Quasilocal inequalities for attractive gravity probe surface

TL;DR

This paper investigates local and quasilocal inequalities related to attractive gravity probe surfaces, introducing improved concepts and establishing bounds on their size and area using various definitions of local mass.

Contribution

It introduces enhanced definitions of LTS and AGPS surfaces and proves new inequalities relating their geometric properties to local mass measures.

Findings

Derived inequalities for LTS and AGPS sizes and areas.

Established relations between geometric properties and local/quasilocal mass.

Proposed improved LTS+ and AGPS+ concepts with proven inequalities.

Abstract

We discuss the local and quasilocal properties of the loosely trapped surface (LTS) and the attractive gravity probe surface (AGPS), which have been proposed to characterize the strength of gravity in both strong and weak gravity regions using the mean curvature.
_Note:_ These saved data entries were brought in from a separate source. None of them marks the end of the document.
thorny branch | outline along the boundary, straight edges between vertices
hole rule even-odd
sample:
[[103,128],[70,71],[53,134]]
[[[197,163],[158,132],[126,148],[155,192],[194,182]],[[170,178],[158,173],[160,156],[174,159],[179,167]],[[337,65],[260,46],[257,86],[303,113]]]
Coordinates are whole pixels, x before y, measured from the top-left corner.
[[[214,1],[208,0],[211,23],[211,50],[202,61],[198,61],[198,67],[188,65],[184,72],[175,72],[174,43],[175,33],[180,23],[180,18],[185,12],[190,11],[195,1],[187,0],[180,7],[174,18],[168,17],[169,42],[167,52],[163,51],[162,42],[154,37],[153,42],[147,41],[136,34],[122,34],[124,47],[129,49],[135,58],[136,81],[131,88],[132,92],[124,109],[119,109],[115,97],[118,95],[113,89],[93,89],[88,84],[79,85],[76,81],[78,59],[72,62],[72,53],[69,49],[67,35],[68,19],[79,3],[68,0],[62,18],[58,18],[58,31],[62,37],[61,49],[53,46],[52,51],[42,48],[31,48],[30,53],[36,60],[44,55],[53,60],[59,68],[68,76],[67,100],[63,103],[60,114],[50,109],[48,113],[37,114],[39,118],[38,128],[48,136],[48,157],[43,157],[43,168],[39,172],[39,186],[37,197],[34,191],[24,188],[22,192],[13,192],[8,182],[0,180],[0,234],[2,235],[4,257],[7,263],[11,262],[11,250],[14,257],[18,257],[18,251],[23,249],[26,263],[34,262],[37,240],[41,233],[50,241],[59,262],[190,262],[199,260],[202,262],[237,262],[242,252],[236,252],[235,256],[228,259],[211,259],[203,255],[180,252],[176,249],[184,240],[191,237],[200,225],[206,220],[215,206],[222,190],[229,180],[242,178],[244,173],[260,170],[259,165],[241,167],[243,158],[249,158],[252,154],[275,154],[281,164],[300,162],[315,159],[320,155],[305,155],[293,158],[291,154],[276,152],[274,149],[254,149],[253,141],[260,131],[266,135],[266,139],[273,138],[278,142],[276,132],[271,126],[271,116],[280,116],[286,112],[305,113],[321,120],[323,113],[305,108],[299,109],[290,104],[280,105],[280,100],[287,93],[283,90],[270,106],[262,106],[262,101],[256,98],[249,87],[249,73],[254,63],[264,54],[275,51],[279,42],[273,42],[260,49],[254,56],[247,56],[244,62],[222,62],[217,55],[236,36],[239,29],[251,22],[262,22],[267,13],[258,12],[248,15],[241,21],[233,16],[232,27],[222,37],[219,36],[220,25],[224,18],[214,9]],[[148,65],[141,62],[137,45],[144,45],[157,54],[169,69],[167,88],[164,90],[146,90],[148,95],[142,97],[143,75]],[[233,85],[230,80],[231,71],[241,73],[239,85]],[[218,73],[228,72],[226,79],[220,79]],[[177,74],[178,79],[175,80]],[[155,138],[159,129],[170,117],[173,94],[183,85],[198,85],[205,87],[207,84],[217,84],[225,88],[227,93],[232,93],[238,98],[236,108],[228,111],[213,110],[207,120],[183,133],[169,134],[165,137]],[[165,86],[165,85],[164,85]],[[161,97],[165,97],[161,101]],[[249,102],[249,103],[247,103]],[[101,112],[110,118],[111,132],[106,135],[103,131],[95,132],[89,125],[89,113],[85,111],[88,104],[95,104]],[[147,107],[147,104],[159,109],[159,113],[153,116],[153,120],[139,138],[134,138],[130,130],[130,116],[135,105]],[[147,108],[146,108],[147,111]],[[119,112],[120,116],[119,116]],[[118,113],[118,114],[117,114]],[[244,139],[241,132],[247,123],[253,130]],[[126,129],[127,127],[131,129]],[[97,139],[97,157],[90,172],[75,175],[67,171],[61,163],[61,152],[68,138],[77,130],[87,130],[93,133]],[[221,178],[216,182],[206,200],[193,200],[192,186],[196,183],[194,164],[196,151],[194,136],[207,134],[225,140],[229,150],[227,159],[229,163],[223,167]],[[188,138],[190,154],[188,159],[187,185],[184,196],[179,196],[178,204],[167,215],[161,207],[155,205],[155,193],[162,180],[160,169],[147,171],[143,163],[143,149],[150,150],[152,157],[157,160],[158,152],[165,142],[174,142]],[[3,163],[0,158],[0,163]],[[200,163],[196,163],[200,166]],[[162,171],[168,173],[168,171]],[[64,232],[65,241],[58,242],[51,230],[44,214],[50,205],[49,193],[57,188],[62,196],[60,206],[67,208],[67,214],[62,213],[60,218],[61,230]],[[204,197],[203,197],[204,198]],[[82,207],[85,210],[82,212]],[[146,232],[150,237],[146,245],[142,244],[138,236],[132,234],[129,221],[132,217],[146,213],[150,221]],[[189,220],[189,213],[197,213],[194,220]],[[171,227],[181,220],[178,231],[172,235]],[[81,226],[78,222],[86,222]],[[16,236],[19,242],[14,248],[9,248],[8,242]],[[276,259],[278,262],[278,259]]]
In terms of local mass defined in a region surrounded by the two AGPSs and of Geroch quasilocal mass, we present several inequalities concerning their size and area, which are of particular interest. We also propose the improved concepts of the LTS/AGPS, which we call LTS Plus (LTS+) and AGPS Plus (AGPS$+$), defined in terms of expansions of outgoing and ingoing null geodesic congruences on those surfaces. Then, the similar inequalities are proven in terms of appropriately defined local mass and the Hawking quasilocal mass.